Spectral radius thresholds guarantee many copies of color-critical graphs.

Extremal graphs with high spectral radius are close to Turán graphs.

The results are tight up to constant factors for certain parameters.

Abstract

A graph is color-critical if it contains an edge whose deletion reduces its chromatic number. This class of graphs, including cliques and odd cycles, plays a central role in extremal graph theory. In this paper, following an influential line of research initiated by Bollob\'as-Nikiforov, we study the spectral supersaturation problem for color-critical graphs.
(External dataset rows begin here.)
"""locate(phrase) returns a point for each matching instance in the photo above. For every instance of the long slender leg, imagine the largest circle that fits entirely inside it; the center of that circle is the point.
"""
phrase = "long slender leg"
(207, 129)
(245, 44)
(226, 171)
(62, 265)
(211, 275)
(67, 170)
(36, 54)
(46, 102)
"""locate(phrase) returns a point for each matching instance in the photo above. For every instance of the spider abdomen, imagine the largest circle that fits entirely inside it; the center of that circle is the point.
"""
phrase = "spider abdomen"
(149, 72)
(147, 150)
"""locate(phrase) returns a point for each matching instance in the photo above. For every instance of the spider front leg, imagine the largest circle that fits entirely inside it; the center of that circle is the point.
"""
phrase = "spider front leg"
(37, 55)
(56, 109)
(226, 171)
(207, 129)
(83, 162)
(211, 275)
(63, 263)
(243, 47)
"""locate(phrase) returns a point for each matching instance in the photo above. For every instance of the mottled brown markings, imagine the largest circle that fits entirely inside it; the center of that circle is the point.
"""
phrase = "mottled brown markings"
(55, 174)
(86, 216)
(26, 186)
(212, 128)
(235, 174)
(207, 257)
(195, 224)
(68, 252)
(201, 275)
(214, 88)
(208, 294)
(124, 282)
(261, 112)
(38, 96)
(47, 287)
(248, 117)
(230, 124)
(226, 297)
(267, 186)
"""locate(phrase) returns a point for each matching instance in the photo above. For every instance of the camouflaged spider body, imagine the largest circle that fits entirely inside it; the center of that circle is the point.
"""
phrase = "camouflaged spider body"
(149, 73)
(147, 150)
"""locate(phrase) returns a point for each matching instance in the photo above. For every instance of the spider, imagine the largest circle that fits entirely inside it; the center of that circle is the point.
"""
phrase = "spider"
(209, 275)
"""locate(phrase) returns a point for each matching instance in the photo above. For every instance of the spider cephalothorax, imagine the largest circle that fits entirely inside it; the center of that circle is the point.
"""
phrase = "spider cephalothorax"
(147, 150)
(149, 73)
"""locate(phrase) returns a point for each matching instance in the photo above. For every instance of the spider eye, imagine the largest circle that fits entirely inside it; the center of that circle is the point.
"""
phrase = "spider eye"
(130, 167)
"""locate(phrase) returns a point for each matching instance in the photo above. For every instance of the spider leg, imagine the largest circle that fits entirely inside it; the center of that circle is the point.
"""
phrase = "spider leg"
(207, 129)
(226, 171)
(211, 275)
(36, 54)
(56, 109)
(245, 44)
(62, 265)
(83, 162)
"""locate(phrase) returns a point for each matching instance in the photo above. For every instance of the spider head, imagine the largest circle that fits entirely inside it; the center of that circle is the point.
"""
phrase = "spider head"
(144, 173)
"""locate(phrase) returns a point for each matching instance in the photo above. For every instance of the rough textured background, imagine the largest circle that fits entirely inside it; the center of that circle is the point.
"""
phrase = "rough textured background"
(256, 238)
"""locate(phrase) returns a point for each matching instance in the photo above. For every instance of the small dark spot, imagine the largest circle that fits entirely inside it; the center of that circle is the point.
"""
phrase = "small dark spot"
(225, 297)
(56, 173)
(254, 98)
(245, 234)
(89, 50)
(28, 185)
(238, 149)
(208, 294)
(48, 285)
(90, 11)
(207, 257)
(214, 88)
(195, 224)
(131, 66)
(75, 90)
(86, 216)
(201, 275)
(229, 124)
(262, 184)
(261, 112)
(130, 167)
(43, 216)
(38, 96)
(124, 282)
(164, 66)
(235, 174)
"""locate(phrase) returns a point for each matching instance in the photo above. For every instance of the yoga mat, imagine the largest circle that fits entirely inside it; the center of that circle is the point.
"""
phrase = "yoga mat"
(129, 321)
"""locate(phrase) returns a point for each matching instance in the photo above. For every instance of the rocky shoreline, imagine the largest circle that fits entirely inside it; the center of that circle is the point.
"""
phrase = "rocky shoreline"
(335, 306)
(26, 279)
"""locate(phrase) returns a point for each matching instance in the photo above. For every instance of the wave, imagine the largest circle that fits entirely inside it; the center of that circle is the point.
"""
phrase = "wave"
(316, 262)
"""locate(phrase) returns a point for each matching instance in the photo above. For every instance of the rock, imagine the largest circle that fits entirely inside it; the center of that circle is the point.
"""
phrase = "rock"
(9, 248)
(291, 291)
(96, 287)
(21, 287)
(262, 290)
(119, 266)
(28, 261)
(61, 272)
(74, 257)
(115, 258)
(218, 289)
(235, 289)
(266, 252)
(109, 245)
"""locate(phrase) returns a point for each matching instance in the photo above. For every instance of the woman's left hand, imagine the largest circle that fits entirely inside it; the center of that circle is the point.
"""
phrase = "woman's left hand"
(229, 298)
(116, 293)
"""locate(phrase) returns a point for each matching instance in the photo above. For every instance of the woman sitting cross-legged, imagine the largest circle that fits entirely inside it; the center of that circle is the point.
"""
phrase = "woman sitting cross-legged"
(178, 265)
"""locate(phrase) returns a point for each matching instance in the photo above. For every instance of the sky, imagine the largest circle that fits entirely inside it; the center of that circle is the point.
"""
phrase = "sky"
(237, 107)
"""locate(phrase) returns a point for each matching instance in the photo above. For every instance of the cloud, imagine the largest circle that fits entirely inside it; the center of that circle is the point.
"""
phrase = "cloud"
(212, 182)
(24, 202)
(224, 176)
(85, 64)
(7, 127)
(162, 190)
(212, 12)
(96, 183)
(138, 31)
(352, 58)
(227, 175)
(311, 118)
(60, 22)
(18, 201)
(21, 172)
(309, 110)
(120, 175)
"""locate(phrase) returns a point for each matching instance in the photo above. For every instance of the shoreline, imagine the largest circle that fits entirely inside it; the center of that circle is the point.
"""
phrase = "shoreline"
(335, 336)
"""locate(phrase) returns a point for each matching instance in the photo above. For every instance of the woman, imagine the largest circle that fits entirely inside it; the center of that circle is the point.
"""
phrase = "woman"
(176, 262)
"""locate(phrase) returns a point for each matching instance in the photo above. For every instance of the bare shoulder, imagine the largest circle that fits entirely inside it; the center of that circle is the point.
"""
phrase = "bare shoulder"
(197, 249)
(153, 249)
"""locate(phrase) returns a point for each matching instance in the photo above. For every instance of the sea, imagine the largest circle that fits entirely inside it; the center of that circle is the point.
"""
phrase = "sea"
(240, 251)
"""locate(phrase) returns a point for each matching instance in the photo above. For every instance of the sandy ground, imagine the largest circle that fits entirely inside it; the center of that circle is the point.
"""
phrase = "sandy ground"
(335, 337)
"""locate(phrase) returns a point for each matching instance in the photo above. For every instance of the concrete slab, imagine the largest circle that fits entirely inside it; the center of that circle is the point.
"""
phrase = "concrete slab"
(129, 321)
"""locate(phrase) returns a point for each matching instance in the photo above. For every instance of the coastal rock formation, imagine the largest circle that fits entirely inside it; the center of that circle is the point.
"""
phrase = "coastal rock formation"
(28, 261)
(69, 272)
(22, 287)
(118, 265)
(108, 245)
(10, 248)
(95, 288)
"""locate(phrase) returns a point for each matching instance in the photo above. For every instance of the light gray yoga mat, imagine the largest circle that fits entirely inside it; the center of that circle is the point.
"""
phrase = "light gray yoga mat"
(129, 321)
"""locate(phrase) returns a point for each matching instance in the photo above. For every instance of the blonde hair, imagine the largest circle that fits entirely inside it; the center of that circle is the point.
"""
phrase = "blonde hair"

Let $T_{n,r}$ be the $r$-partite Tur\'an graph, let $\mathcal{T}_{n,r,q}$ denote the family of graphs obtained from $T_{n,r}$ by adding $q$ edges, and let $\lambda(G)$ be the spectral radius of a graph $G$. We first prove that for any color-critical graph $F$ with chromatic number $r+1$, there exists $\delta_F > 0$ such that for sufficiently large $n$ and all $1 \leq q \leq \delta_F \sqrt{n}$, any $n$-vertex graph $G$ with $\lambda(G) \ge \min_{T \in \mathcal{T}_{n,r,q}} \lambda(T)$ contains at least $q \cdot c(n,F)$ copies of $F$, where $c(n,F)$ denotes the minimum number of copies of $F$ created by adding a single edge to $T_{n,r}$; moreover, any extremal graph $G$ must belong to $ \mathcal{T}_{n,r,q}$.Next, we prove a spectral supersaturation result for the analogous condition $\lambda(G) \ge \max_{T \in \mathcal{T}_{n,r,q}} \lambda(T)$, valid for all $1 \leq q \leq \delta_F n$. Together, these results provide a complete resolution to a problem proposed by Ning-Zhai, and establish a spectral counterpart to the well-known results of Mubayi and Pikhurko-Yilma in the extremal supersaturation setting. A notable feature of our first result is that the restriction $q = O(\sqrt{n})$ is tight up to a constant factor, in contrast to the linear bounds provided by other settings discussed above. As applications, we extend a result of Liu-Mubayi, and solve a related conjecture by Li-Lu-Peng.